We were very clear on several points which were really to reflect the unique nature of our industry, but also inclusivity. Our industry is highly visual but also highly technical and creative, and we are leaders in innovative business models across different platforms. Our games do not just end with the final product – they live on through extra content, DLC and new features.
We pushed for the scheme to allow for claims to be made against this model.
Games are made with varying budget levels too and we pushed for the UK scheme to be more inclusive than the French one which has a minimum budget threshold of 150,000 euros before you are eligible to apply for the credit. This just did not make sense to us looking at the modern games industry in the UK in all its mixed economic diversity.
We also suggested some changes to the cultural test (administered by games experts in the BFI) which games have to pass in order to be eligible. Some games are set in fantasy locations, or no location, and many don’t have human characters. The cultural test for film awards points if your film is set in Yorkshire, for instance, as opposed to the Yucatan, but we thought this did not reflect the modern industry once more.
Importantly, this scheme will allow more games businesses in the country to take more creative risks, there will hopefully be more games on the market, and it will encourage more businesses outside of the UK to look at the favourable ecosystem that is growing up in this country and think about creating jobs here.
After all we are the most creative nation in the world, with a rapidly diversifying audience of players hungry for our experiences, with an increasingly welcoming business environment and a new generation beginning to understand that their favourite hobby can be their dream career.
But the game is not over yet. Trade bodies like to think beyond single issues, and there are many more ways we can help nurture the ecosystem to be sustainable.
Our focus at Ukie in the coming year will be on getting the games sector the recognition it deserves so we can be not just a leading part of the powerhouse of creative and digital industries in the UK, but internationally too.
That means being one step ahead in protecting us from unnecessary regulation whilst promoting responsibility; making sure businesses have the right skills and talent flow; and to ensure we stand loud and proud on the global stage and promote the enormous creativity, opportunity and innovation we offer to the world.
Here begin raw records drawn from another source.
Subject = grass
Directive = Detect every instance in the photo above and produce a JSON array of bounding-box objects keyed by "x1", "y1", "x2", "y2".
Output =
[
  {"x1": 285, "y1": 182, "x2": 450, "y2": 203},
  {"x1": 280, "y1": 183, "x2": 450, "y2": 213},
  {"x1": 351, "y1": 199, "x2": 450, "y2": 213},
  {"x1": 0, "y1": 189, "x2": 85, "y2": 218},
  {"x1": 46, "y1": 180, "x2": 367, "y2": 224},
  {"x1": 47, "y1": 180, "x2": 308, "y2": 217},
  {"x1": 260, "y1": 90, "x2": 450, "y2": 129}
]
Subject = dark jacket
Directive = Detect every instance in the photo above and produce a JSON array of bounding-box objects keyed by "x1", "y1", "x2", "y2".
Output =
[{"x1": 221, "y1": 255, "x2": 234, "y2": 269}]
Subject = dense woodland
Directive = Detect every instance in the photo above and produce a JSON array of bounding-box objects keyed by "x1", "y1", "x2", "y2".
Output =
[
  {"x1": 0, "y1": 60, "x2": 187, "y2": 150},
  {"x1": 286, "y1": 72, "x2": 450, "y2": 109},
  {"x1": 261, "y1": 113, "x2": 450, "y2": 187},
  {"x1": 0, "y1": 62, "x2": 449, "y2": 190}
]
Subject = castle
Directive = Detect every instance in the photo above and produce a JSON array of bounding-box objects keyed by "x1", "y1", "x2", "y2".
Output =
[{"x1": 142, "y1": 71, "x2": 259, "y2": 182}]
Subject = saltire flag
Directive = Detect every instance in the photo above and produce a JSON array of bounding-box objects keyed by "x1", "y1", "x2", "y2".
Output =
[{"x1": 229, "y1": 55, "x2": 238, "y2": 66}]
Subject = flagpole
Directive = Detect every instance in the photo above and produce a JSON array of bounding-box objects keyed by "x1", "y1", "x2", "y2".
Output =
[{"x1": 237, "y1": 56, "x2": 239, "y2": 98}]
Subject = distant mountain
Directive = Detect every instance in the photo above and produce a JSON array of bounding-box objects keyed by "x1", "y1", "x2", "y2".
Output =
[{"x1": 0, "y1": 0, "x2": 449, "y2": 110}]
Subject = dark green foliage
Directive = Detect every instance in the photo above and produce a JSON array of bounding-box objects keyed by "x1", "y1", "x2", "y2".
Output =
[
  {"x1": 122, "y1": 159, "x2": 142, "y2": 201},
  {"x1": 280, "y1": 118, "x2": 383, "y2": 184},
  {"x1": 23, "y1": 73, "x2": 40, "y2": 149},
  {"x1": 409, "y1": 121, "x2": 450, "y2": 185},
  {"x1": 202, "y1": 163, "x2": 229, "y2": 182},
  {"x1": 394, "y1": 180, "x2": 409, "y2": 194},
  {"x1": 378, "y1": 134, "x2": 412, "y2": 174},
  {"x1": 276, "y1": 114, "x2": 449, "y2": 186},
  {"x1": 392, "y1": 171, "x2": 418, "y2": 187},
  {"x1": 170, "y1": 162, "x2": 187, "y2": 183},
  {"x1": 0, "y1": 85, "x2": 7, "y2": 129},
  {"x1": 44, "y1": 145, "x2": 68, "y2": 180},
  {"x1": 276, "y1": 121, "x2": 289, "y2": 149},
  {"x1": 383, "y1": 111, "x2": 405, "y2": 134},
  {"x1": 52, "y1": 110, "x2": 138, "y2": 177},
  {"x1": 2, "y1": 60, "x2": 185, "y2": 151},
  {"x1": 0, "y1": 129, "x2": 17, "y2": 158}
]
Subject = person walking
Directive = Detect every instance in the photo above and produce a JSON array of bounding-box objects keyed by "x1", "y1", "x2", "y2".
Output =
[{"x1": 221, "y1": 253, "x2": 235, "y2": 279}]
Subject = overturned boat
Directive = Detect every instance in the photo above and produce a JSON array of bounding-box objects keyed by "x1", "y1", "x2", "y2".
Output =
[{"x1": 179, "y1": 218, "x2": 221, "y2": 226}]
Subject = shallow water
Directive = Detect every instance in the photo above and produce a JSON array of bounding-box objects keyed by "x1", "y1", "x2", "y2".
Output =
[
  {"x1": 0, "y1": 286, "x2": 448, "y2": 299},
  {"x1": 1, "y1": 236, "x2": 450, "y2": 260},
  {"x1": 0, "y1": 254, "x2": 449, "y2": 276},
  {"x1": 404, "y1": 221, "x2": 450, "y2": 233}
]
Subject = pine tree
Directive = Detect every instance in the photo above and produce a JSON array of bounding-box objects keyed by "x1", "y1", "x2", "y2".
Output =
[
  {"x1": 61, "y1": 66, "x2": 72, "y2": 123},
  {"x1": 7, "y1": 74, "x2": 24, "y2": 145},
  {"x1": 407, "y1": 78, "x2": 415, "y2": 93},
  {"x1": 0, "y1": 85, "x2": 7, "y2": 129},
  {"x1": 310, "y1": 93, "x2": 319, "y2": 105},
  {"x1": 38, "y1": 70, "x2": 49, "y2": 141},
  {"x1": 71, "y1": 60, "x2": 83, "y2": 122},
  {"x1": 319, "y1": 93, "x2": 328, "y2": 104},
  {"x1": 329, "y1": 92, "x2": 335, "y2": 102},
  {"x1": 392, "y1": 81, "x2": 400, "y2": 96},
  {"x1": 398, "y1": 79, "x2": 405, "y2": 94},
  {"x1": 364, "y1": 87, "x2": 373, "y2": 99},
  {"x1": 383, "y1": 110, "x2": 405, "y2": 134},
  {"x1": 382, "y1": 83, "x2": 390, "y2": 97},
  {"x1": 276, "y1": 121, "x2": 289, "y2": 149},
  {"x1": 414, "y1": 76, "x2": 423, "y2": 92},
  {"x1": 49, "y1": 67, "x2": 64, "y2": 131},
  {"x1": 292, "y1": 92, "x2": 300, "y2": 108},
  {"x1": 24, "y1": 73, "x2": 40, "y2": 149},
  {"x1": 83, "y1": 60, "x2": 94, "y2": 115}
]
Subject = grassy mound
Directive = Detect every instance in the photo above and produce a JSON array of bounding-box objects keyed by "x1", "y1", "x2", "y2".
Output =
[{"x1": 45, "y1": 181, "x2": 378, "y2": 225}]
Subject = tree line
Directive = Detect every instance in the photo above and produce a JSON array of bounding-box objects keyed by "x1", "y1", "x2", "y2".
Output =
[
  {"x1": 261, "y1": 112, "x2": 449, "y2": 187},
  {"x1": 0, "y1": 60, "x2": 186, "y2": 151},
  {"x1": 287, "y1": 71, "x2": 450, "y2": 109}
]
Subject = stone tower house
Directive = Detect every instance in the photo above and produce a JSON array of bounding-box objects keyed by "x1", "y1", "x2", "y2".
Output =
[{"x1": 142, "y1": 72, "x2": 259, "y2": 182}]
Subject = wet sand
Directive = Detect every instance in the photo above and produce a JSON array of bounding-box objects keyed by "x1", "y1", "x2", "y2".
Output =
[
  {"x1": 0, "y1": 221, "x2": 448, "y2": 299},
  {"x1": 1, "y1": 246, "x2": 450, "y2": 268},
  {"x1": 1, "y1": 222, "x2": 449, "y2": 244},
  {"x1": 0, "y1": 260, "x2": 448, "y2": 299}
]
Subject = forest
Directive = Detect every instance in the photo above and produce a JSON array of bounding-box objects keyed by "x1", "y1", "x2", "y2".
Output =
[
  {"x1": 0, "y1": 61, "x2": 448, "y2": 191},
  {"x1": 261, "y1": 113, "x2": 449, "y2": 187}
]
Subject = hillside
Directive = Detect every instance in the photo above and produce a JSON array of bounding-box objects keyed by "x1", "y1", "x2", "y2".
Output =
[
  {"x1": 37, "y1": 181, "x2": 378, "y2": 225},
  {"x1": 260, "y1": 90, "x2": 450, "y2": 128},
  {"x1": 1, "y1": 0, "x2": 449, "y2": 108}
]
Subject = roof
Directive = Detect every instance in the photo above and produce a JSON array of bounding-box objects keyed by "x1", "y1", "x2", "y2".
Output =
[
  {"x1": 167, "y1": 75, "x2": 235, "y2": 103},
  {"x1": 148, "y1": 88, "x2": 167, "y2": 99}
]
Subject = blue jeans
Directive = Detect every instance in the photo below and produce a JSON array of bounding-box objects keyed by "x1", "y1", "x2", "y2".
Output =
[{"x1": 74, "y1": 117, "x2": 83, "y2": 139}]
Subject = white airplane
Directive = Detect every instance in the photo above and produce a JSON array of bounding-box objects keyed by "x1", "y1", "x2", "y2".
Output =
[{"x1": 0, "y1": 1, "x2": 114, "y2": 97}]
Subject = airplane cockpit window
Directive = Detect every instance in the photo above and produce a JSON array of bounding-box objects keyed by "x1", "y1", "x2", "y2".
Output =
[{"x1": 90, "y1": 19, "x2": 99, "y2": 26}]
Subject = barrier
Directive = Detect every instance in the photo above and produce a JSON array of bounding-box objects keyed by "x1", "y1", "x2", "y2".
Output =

The Chancellor of the Exchequer in his Budget announcement said that we would not have a secure economic future if Britain did not "earn its way" in the world. He wants all UK businesses to earn more, build more, invest more, and manufacture more. We are a nation of makers and doers and we will do just that. We are the present and future of entertainment, the new digital manufacturing, and we are well on our way to making the UK the best place in the world to make and sell games.